Well at first sight it’s not too verbose, but actually quite a few things are going on. Let’s break it down:

import json
import scrapy
from scrapy.loader import ItemLoader
from scrapy.loader.processors import SelectJmes
from jmes_scraper.items import UserItem

Obviously we have our imports at the beginning. We import scrapy, and its ItemLoader, the SelectJmes processors, our previously defined UserItem and last but not least the built-in json module, as we will need it to convert the response body to a Python list.

    # dictionary to map UserItem fields to Jmes query paths
    jmes_paths = {
        'user_id': 'id',
        'name': 'name',
        'email': 'email',
        'address': 'address.["zipcode", "city", "street", "suite"]',
        'phone': 'phone',
        'company': 'company.name',
    }

Skipping the original class boilerplate that Scrapy generated for us, we have this jmes_paths dict here. Actually it’s a mapping dictionary, that holds the UserItem field and JMES query path key-value pairs, so we can use a loop to iterate through it and pass these to our ItemLoader.

Okay let’s get to the parse method:

jsonresponse = json.loads(response.body_as_unicode())

for user in jsonresponse:

    loader = ItemLoader(item=UserItem())  # create an ItemLoader to populate a UserItem
    loader.default_input_processor = MapCompose(str)  # apply str conversion on each value
    loader.default_output_processor = Join(' ')

    for (field, path) in self.jmes_paths.items():
        loader.add_value(field, SelectJmes(path)(user))

    yield loader.load_item()

First, using the body_as_unicode() method, we convert the body of the response to a string, as its original type is bytes which cannot be processed by the json module.

Next the json.loads method, will convert our JSON string to a Python object, in this case a list, which will hold the dicts of our users.

Then we iterate over the list of user dictionaries of our jsonresponse.

Within the loop an ItemLoader is being instantiated using the UserItem as its model.

Here it’s important to note that the loader converts every field to an iterable, because processors will always look for an iterable object as their input.
Therefore you can see there are two default settings made for the loader, namely an input and an output processor set as default. In this case the input processor will convert every field to a string, and the output processor will join them using a blank space as a separator.
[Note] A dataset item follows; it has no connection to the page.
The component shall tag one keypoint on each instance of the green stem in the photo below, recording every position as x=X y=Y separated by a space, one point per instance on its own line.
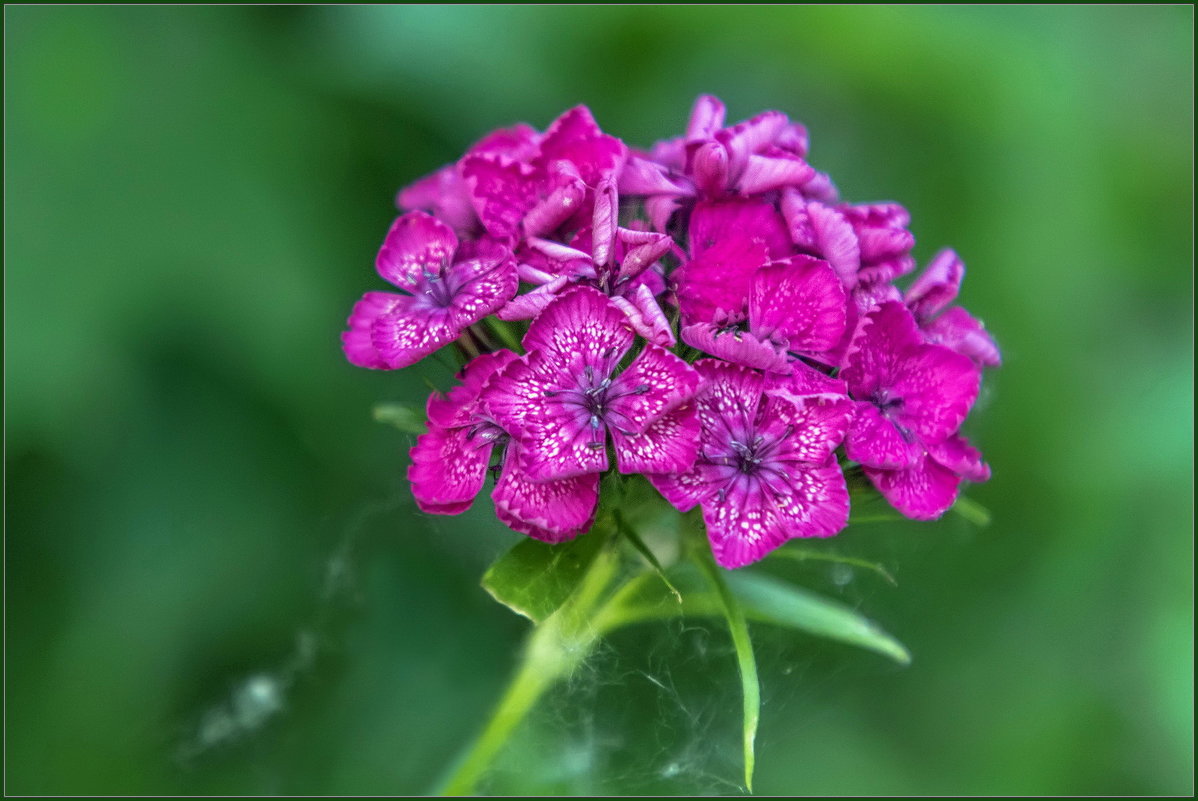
x=554 y=650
After these settings another for loop will be using the key-value pairs from the jmes_path dictionary, to extract the values from the user dictionary by applying the SelectJmes processor on them.
Then the loader.add_value method will pass the queried value to the item.

Finally the loader.load_item() method returns the populated item that we can yield.

Run the spider

To run the spider go to your terminal and navigate to the root directory of your project and start it like:

scrapy crawl user -o users.csv

I also appended the -o flag to the command so at the end of the scrape you will find a file users.csv in the directory where you executed the command, which will be populated with the data of our UserItems.

That’s it, we’re done!

Final words

Well you could see an approach of scraping JSON endpoints, utilizing the inbuilt SelectJmes processor together with a Scrapy Item and ItemLoader.

Not to mention I only touched the tip of the iceberg here, as I found this solution useful during my projects so far, but please feel free to share your thoughts and ideas to help improve others!